Por desgracia, Trump 2.0 no será siquiera parecido al que llegó a la Presidencia, de manera sorpresiva, ocho años atrás. Por una parte, ya no es el showman inexperto y atrabiliario que tropezó una y otra vez –ha aprendido la lección–, como demuestra su manera de rodearse sólo de fanáticos e incondicionales; por la otra, ahora cuenta con el apoyo casi absoluto de las dos Cámaras y la Suprema Corte –que modeló a su antojo–, así como de la mayoría de los ciudadanos; y, en fin, no es ya sólo el “outsider” que prometió hacer grande a Estados Unidos otra vez, sino el reo humillado en los tribunales henchido de deseos de venganza.
Visto de otro modo, este Trump 2.0 representa –y ha leído mejor que cualquiera de sus críticos– el espíritu de nuestra época: un momento definido por el aborrecimiento del pasado –o del pasado inventado por él y por sus pares–, por la desconfianza hacia las instituciones democráticas –siempre expresada como defensa de la verdadera democracia–, por el resentimiento elevado a la condición de virtud cívica, por el ansia de verdades absolutas y, lo más grave, por el profundo desprecio hacia quienes no piensan como él.
Trump 2.0 es, asimismo, el producto decantado de nuestra era digital: el mejor jugador en la brutal arquitectura de las redes –hace ocho años, hizo de Twitter su principal herramienta de comunicación y hoy Elon Musk y X han sido sus pilares– y quien mejor ha aprovechado del desconcierto ante la precariedad del futuro o la fluidez de las identidades para presentarse como el único capaz de recuperar la solidez de una Edad de Oro inexistente.
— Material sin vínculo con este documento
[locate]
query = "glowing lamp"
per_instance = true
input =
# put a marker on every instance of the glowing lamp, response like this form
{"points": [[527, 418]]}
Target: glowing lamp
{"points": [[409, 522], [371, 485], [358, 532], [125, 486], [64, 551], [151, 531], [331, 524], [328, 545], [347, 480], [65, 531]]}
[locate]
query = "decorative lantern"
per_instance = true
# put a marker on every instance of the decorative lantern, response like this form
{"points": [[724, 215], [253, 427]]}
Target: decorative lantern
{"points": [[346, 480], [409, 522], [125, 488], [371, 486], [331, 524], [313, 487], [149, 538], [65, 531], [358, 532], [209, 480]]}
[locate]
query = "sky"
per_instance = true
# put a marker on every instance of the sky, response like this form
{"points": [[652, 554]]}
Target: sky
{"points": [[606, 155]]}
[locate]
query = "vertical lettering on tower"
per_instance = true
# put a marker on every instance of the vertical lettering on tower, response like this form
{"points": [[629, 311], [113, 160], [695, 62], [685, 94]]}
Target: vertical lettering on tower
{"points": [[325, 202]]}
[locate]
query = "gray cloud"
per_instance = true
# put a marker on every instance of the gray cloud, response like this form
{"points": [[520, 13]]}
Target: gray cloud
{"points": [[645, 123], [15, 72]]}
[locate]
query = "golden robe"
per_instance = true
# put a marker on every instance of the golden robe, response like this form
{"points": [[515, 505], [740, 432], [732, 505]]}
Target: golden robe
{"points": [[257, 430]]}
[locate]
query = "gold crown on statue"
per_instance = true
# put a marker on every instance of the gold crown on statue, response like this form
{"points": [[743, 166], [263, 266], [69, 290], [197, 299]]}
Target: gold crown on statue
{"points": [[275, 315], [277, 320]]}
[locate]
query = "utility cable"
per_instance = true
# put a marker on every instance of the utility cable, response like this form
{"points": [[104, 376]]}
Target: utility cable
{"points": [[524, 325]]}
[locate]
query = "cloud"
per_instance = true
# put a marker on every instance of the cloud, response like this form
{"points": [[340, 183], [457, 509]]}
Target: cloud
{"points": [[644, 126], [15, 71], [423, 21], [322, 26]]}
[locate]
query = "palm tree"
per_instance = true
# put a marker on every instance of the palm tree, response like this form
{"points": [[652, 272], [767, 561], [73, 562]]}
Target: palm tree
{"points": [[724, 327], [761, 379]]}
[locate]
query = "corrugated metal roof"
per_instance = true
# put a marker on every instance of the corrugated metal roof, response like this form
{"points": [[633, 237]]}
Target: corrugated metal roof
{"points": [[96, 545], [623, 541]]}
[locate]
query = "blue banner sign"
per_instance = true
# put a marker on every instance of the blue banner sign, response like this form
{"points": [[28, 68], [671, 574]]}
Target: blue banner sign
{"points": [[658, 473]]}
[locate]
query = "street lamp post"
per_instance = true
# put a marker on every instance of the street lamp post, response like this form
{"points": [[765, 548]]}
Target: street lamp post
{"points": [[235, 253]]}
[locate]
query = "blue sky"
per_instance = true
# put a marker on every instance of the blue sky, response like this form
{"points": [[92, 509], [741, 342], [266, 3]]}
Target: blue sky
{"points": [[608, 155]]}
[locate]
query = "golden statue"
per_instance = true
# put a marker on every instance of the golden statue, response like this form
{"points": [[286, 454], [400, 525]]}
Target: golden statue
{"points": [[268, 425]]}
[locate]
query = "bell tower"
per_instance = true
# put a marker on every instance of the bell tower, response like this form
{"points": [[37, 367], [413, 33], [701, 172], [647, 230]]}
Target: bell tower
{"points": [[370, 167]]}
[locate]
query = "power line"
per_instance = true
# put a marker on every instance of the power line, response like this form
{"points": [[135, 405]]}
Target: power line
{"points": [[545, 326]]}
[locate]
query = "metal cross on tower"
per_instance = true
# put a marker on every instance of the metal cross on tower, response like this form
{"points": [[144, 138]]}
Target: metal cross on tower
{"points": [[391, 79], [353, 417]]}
Sus disfraces son, también, reflejo de los nuestros: un multimillonario que se vanagloria de ser el azote de las élites; un lenguaraz que acusa a los demás de mentirosos; un devoto neoliberal que promete el regreso al proteccionismo; un pecador irredento aliado de los puritanos; un acosador que juega a ser víctima del Estado Profundo.
A diferencia del 1.0, Trump 2.0 está decidido a cumplir sus promesas, o al menos, a convencer a sus seguidores de que lo ha hecho: si ha anunciado la deportación más grande de la historia, sin duda empezará con ella hasta donde llegue; si ha iniciado la disrupción del libre comercio internacional, no cejará hasta tenerlo bajo su control; si ha dicho que por un día será un tirano, lo será por muchos.
Minimizarlo es la peor estrategia: no es solo un bocón, sino un “bully”. Con México no tendrá clemencia: ya ha nombrado a los peones –una panda de racistas– decididos a asfixiarnos hasta que estemos a su servicio cumpliendo sus órdenes en nuestras dos fronteras.
Y lo peor: el Hombre del Año alentará el ascenso de decenas de imitadores: pronto no habrá dónde refugiarse. Frente a él y quienes se han sumado a su culto, no queda sino engrosar la resistencia: un espacio cada vez más pequeño desde el cual luchar por la preciosa y frágil idea de humanidad.